Benin served as the capital of the empire of the Oba of Benin, which flourished from the 14th through the 17th century. No trace remains of the structures admired by European travellers to "the Great Benin." After Benin was visited by the Portuguese about 1485, historical Benin grew rich during the 16th and 17th centuries on the slave trade with Europe, carried in Dutch and Portuguese ships, as well as through the export of some tropical products. The Bight of Benin's shore was known as the "Slave Coast." In the early 16th century the Oba sent an ambassador to Lisbon, and the king of Portugal sent Christian missionaries to Benin. Some residents of Benin could still speak a pidgin Portuguese in the late 19th century.
The city and kingdom of Benin declined after 1700, with the decline in the European slave trade, but revived in the 19th century with the development of the trade in palm products with Europeans. To preserve Benin's independence, bit by bit the Oba banned the export of goods from Benin, until the trade was exclusively in palm oil.

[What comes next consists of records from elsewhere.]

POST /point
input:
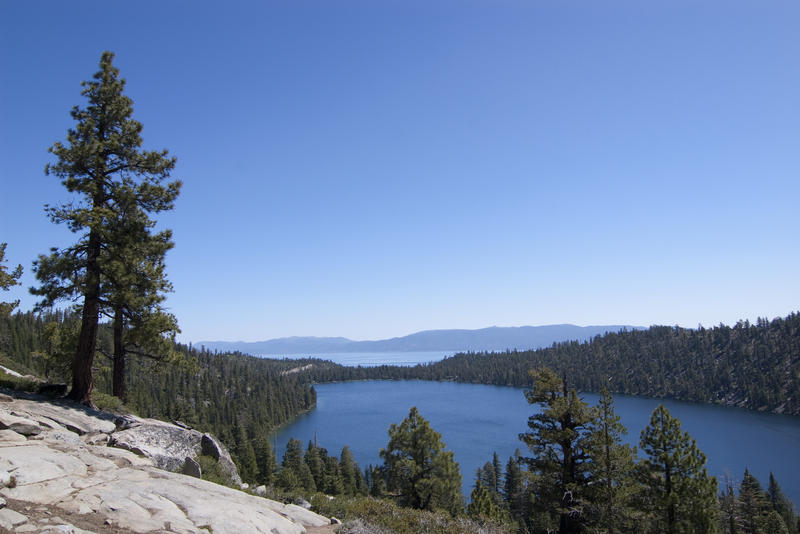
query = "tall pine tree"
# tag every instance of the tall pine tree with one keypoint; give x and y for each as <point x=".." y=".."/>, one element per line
<point x="560" y="439"/>
<point x="419" y="469"/>
<point x="103" y="163"/>
<point x="677" y="492"/>
<point x="7" y="281"/>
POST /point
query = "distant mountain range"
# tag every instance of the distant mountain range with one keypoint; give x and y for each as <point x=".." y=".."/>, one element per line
<point x="494" y="338"/>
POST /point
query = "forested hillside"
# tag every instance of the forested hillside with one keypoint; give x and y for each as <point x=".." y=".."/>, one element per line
<point x="755" y="366"/>
<point x="239" y="398"/>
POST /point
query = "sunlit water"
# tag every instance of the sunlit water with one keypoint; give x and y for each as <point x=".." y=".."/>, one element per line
<point x="476" y="420"/>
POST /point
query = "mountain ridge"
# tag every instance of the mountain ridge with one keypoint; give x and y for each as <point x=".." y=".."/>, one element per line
<point x="489" y="338"/>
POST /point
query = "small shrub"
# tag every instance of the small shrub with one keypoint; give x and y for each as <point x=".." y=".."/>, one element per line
<point x="211" y="471"/>
<point x="109" y="403"/>
<point x="18" y="383"/>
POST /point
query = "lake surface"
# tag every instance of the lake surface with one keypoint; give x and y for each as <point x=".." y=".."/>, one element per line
<point x="476" y="420"/>
<point x="372" y="359"/>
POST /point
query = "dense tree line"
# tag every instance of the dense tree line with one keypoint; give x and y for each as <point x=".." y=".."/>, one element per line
<point x="755" y="366"/>
<point x="581" y="477"/>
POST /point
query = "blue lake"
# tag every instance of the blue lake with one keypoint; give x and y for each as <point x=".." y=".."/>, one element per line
<point x="476" y="420"/>
<point x="372" y="359"/>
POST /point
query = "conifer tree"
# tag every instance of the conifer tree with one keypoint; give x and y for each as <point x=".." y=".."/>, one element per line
<point x="514" y="493"/>
<point x="728" y="509"/>
<point x="7" y="281"/>
<point x="498" y="474"/>
<point x="483" y="504"/>
<point x="781" y="504"/>
<point x="103" y="163"/>
<point x="560" y="439"/>
<point x="677" y="491"/>
<point x="417" y="466"/>
<point x="316" y="464"/>
<point x="294" y="473"/>
<point x="266" y="463"/>
<point x="350" y="471"/>
<point x="753" y="505"/>
<point x="613" y="488"/>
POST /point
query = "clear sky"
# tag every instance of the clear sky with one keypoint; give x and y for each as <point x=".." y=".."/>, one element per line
<point x="370" y="169"/>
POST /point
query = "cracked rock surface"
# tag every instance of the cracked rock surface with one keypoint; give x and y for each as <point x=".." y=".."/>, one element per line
<point x="59" y="477"/>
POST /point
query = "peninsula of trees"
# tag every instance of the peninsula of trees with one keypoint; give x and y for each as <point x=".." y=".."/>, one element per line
<point x="753" y="366"/>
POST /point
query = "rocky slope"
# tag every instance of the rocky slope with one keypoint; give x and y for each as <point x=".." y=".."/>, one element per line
<point x="66" y="468"/>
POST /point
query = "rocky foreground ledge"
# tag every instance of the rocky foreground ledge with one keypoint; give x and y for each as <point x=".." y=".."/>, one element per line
<point x="69" y="469"/>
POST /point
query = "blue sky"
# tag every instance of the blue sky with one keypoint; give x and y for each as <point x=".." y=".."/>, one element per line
<point x="370" y="169"/>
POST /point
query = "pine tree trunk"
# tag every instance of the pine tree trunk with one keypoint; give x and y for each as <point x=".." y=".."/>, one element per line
<point x="82" y="378"/>
<point x="118" y="381"/>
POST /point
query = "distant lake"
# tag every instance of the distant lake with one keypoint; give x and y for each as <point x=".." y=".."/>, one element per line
<point x="372" y="359"/>
<point x="476" y="420"/>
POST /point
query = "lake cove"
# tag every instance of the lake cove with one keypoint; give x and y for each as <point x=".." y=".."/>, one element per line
<point x="476" y="420"/>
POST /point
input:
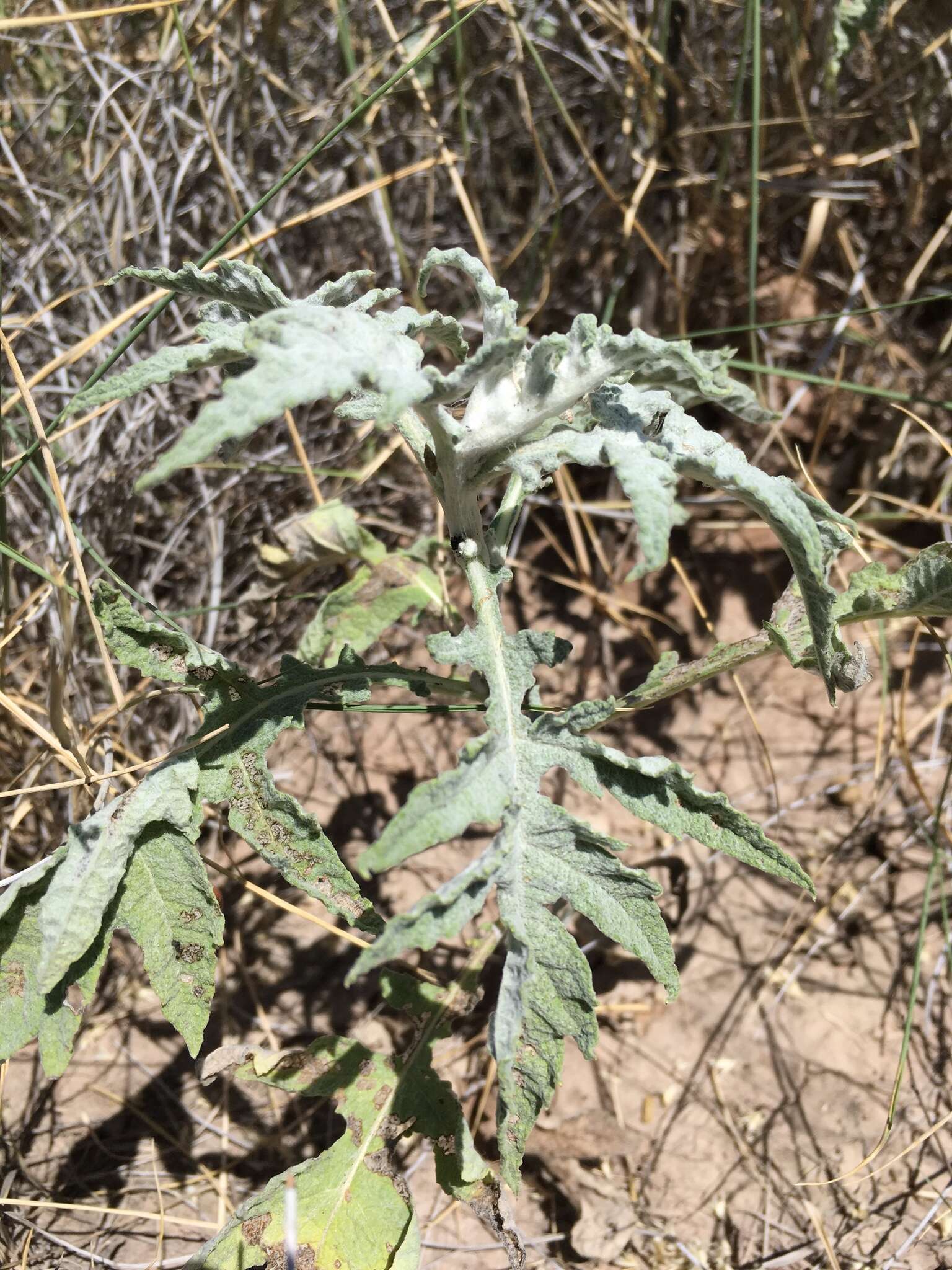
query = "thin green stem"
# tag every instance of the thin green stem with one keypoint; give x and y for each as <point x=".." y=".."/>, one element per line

In the 'Punitive Expedition' of 1897, a small British force, under the command of Admiral Sir Harry Rawson, conquered and burned the city, destroying much of the country’s treasured art and dispersing nearly all that remained. The portrait figures, busts, and groups created in iron, carved ivory, and especially in brass (conventionally called "bronze") made in Benin are displayed in museums around the world. See History of Benin, Benin bronzes.
After the fall of Benin in 1897, the British set apart Warri Province, to punish the Oba of Benin and curb his imperial power. The Benin monarchy was restored in 1914, but true power lay with the colonial administration of Nigeria.
The University of Benin (Nigeria) is situated in the city.